医スク学術体系 | ボタニカルサイエンス 図鑑 BZ053 Last updated: 2026-05-20

ヤブデマリの花(Photo: KENPEI / CC BY-SA 3.0 via Wikimedia Commons)


基本分類

項目 内容
和名 ヤブデマリ(藪手毬)
ラテン名 Viburnum plicatum Thunb. f. tomentosum (Thunb.) Rehder
英名 Doublefile viburnum
ガマズミ科(Adoxaceae)※旧スイカズラ科
ガマズミ属(Viburnum
染色体数 2n = 18
原産地・分布 日本・中国。本州〜九州の山地・林縁の渓流沿い
生活型 落葉低木(樹高2〜5m)
開花期 5〜6月

形態の特徴

  • 花序:水平に広がる散房花序。縁に並ぶ大きな白花は装飾花(sterile flower)——花弁のように見えるが実は萼が発達したもので不稔。中心の小さな花が**両性花(fertile flower)**で実を結ぶ
  • :対生、卵形〜楕円形。葉脈が葉縁まで平行に伸びる(羽状脈)。表面に皺がある
  • 果実:核果、楕円形。赤→黒に熟する。鳥散布
  • 樹形:枝が水平に広がる特徴的な層状樹形(tiered habit)

装飾花の進化的意味

ヤブデマリの最大の特徴は「装飾花と両性花の分業」だ。
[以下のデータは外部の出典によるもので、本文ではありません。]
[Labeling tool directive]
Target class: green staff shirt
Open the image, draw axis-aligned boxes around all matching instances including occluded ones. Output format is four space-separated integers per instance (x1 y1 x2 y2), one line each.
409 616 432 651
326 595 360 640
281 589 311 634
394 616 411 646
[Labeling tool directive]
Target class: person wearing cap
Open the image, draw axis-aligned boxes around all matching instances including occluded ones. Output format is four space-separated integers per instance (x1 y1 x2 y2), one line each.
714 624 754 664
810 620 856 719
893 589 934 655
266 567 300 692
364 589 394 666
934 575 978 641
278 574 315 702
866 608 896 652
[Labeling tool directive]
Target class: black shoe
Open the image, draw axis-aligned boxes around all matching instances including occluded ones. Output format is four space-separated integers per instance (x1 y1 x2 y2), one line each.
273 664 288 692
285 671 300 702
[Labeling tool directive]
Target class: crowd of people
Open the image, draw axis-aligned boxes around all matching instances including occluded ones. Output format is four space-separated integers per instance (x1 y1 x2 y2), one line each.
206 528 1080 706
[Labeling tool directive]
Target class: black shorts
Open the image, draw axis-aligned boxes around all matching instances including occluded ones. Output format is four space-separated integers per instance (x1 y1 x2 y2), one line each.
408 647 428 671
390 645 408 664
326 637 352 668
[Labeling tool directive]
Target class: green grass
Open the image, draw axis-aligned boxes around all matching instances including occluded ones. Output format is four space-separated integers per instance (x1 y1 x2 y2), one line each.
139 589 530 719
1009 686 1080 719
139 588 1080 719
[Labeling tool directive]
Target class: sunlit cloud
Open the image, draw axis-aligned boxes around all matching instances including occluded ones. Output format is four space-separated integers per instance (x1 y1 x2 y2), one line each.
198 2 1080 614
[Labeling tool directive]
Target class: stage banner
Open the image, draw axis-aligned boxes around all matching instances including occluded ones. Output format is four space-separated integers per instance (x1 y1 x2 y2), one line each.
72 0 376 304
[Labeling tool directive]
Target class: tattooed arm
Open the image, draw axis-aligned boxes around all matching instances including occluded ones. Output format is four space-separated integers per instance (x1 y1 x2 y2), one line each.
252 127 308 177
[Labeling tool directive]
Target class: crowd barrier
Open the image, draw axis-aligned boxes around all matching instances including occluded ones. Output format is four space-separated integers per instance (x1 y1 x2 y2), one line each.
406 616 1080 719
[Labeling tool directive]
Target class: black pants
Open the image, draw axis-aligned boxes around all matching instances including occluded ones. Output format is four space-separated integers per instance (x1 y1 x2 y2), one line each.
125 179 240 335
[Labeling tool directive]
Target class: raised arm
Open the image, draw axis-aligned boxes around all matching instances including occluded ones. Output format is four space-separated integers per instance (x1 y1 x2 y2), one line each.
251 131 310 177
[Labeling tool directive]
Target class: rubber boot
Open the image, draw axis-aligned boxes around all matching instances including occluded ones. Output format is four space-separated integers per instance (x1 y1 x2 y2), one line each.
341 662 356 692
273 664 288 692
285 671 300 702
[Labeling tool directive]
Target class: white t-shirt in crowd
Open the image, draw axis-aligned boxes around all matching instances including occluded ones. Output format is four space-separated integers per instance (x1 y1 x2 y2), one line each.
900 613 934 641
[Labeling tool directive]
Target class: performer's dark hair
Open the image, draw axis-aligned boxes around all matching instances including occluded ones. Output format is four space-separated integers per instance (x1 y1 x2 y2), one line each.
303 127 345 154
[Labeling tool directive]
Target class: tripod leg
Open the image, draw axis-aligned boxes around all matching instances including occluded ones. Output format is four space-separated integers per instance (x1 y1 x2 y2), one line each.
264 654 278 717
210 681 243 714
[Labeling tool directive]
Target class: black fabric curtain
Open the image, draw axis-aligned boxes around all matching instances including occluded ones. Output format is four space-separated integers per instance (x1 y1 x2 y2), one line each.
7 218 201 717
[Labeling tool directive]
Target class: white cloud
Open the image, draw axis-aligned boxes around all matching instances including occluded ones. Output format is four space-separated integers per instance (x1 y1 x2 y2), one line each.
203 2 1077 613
大きな白い装飾花は遠くから見える「看板」として訪花昆虫を誘引し、中心の小さな両性花が実際に受粉・結実を担う。これは**セイヨウアジサイ(Hydrangea macrophylla)**やガクアジサイと同じ戦略で、「広告費(装飾花)」と「生産(両性花)」を分離した資源配分の最適化だ。アジサイ科・ガマズミ科など複数の科で独立に進化した収斂進化の典型例。


主要フィトケミカル・活性成分

化合物 分類 主な生理活性
クロロゲン酸 フェノール酸 抗酸化
ケルセチン配糖体 フラボノイド 抗炎症・抗酸化
イリドイド配糖体 テルペン 苦味・防御物質

生態・観察ポイント

渓流沿い・林縁の湿った場所に多い。5〜6月、枝全体が白い花で覆われる光景は壮観。水平に広がる枝と花序の配置は「光の受光効率を最大化する」適応と考えられている。秋に赤い実が黒く熟する過程も観察価値がある——鳥が好む色の変化(赤は視認性が高く、黒熟は完熟シグナル)。


人との関係

観賞価値が高く、欧米の庭園で人気の日本原産樹木。英名 Doublefile viburnum は花序が枝の両側に並ぶ様子から。日本では生け花素材として使われる。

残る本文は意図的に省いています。